In my heart there’s a peaceful island,
surrounded by oceans of You.
I like to string my hammock
and rest there idle and free.
When I return, my loved ones
snuggle in close,
just to get a whiff of you ~
to feel some of Your blessings~
to catch some of Your rays.
~From the book, Moonlight and Remembrance
Mystic love poems by Ingrid Goff-Maidoff
We live in a new house now, the girls are quite grown, and I’ve cleared a little corner in my office for sitting in stillness. I view meditation as a gift I give myself, and as a spiritual practice or discipline- it is all these things. Meditation helps me become aware of the many voices strategizing for survival in my head- and to look upon them with sympathy and compassion, even patience and humor. I may not sit for long enough, and I may not always “do it right”, but when I sit with the intention to ground myself in simply being, to reconnect with the deepest essence of who I really am, I often re-emerge restored to ease, clarity, and with a nourishing and joyful infusion of energy, oneness, and love.
Is meditation a gift you give yourself?
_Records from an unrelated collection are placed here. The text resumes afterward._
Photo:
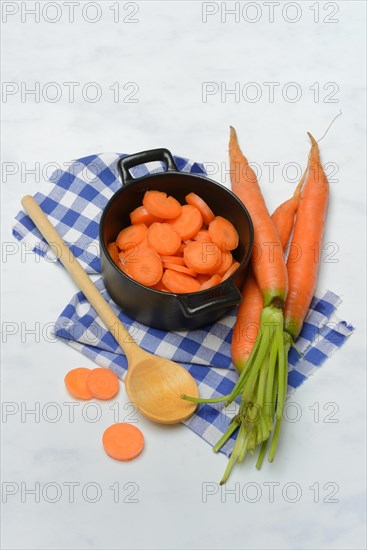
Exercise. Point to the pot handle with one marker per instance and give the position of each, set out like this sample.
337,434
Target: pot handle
152,155
196,304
Do you find benefit from it?
Love is the greatest fortune.
You will not amass it.
You are it.
~Ingrid
“The moment you have in your heart this extraordinary thing called love
and feel the depth, the delight, the ecstasy of it,
you will discover that for you the world is transformed.”
~Krishnamurti
Love Your Life
And a voice will come from the stillness
to give these words: Love your life.
You will know from its deep urging
to let go the well-worn list
of all you thought you first needed.
Begin here, freely,
from this muddy place.
It doesn’t matter if you are broken,
empty-handed, shabby.
Go now, into the day:
the open fields, markets,
the long trail to the sea.
Find all the ways
a lover loves the Beloved:
each hidden bloom, unspoken wound,
vagary of heart.
Become a brave and willing traveler
in a wild, forgotten terrain ~
a world of intimate tender relating,
infinite mystery, un-tethered joy.
Now, moving in this world, you know
that love is the greatest fortune.
Only, you will not amass it:
you are it.
~Ingrid Goff-Maidoff
(Often, when I am still enough, I feel words dropped into my being that are messages to ponder. The other day I received the words, “Love your Life,” and felt quite instantly that this didn’t mean I was meant to list with gratitude everything I felt was going rightly for me, or, conversely, to list everything I still felt was necessary before I could love my life, but that I was being asked to love my life as if it were my beloved. I was being urged to love my life as a lover would love- not as an end-point receiver of all good things, but as an intimate partner, a loving participant. I was being asked to approach my life with curiosity, pleasure, appreciation, forgiveness, compassion, playfulness, awe- to love as a lover in the deepest sense of the word. I realize that to receive this guidance is one thing- to live by it is a lifetime of practice, remembrance, forgetting…. remembrance… forgetting…and remembering!)